Pull out the defective tray until you hear it click, then gently lift the tray up until it slides free of the printer. Set the tray aside while you find the rollers inside the printer.
Look at the condition of the rollers and feel them with your hand. The rollers should be rough to the touch. If they are smooth, it means they are worn out and will need to be replaced. Replace the worn rollers with new ones, making sure they click into place. The rollers are designed to slip on to a metal prong that extends from the inside of the printer. To remove the old rollers slide them off the prong and set them aside. Then take the new roller, slide it onto the prong and push it all the way in. You should feel the roller click into place. When it clicks into place you know it is seated properly.
Push the tray back in carefully, making sure it slides into the printer smoothly.
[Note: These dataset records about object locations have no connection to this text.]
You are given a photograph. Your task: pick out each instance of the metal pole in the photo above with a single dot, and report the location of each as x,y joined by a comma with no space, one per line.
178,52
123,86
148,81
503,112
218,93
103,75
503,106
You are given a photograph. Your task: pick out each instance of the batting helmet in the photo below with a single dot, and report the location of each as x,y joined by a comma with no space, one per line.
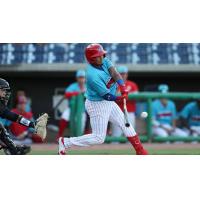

Send a test page to the printer and watch for jams.
The fuser cartridge is another common point of failure for HP printers. In most models, it will be located on the left hand side of the printer. Open the left-hand door and look for a black rectangular cartridge. Before you pull it out, let the printer cool off; the fuser could be very hot.
Flip the hinges holding the fuser in place to the unlocked position and slide it free of the printer. Examine the rollers on the fuser: they should move easily. If the wheels are seized, the fuser is bad and will have to be replaced. Slide the new fuser cartridge into the printer until it locks into place and then flip the levers to the locked position. Turn the printer on and try your print job again.
A third area to troubleshoot is the power supply. If the printer will not power on--or if it powers itself off unexpectedly--the power supply might be going bad. While most laser printers use a standard power cord, deskjet and photo printers typically use a proprietary power supply. You can start by touching the power brick--it should be warm to the touch, but not hot. If the power brick is hot to the touch, it may be overheating and this is a sign it should be replaced.